The Dublin Penny Journal was a weekly newspaper published in the Irish capital in the 1830s. I’ve always found it to be of mixed quality as a source, but one thing I have always enjoyed about dipping into it are the illustrations. Whole volumes of the magazine have been digitised here.
This first illustration shows the (in)famous Donnybrook Fair, which we’ve looked at on the site here before. In that piece Ciaran noted that “By the time it was dissolved by Dublin Corporation in 1855, it had become a cacophonous event famed for music, heavy drinking, cock-fighting and shillelagh swinging.”
The missing centre-piece of St. Stephen’s Green also appeared in the publication. The work of the talented John Van Nost The Younger, this statue stood in the centre of the park from 1756 until it was bombed (not for the first time) by republicans in 1937.
Illustrations depicting Dublin zoo were plentiful in the magazine. The below combination of a puma and a camel may not have worked so well in real life…..
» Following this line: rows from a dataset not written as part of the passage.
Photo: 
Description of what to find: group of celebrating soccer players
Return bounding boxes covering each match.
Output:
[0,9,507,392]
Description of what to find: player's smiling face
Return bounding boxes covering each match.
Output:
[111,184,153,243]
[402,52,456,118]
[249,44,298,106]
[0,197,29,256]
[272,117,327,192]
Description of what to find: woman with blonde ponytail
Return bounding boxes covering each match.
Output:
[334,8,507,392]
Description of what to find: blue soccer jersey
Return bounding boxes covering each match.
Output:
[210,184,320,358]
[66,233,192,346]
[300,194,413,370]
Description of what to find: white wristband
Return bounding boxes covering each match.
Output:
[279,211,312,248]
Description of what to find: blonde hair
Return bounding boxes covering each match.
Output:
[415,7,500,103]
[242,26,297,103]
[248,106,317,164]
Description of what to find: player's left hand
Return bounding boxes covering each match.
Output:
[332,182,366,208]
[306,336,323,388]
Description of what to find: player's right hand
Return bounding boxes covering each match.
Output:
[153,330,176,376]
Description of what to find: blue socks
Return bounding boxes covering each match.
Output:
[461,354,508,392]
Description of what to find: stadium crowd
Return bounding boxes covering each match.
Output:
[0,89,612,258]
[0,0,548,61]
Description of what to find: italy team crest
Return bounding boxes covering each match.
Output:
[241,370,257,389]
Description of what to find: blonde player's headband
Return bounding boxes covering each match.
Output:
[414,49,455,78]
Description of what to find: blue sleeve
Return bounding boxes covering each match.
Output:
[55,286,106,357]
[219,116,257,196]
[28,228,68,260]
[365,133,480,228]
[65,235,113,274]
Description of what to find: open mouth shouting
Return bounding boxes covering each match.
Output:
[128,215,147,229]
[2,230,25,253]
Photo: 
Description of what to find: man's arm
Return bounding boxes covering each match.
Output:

One of my favourite illustrations in the magazines short lifetime depicted St. Michan’s Church on Church Street. We’ve looked at this church before as there are two very important republicans from the 1790s buried in its crypts. I love the way the artist has depicted the headstones in the graveyard of the church!
Content was not merely restricted to Dublin matters, and there were frequently historical features and profiles of figures and events beyond the city of Dublin. An example of this is the below illustration of Robert Burns, the celebrated Scottish poet. There is a Dublin connection to Burns, in that he wrote of ‘Hell’, a notorious area in the vicinity of Christchurch once upon a time, as we’ve explored before.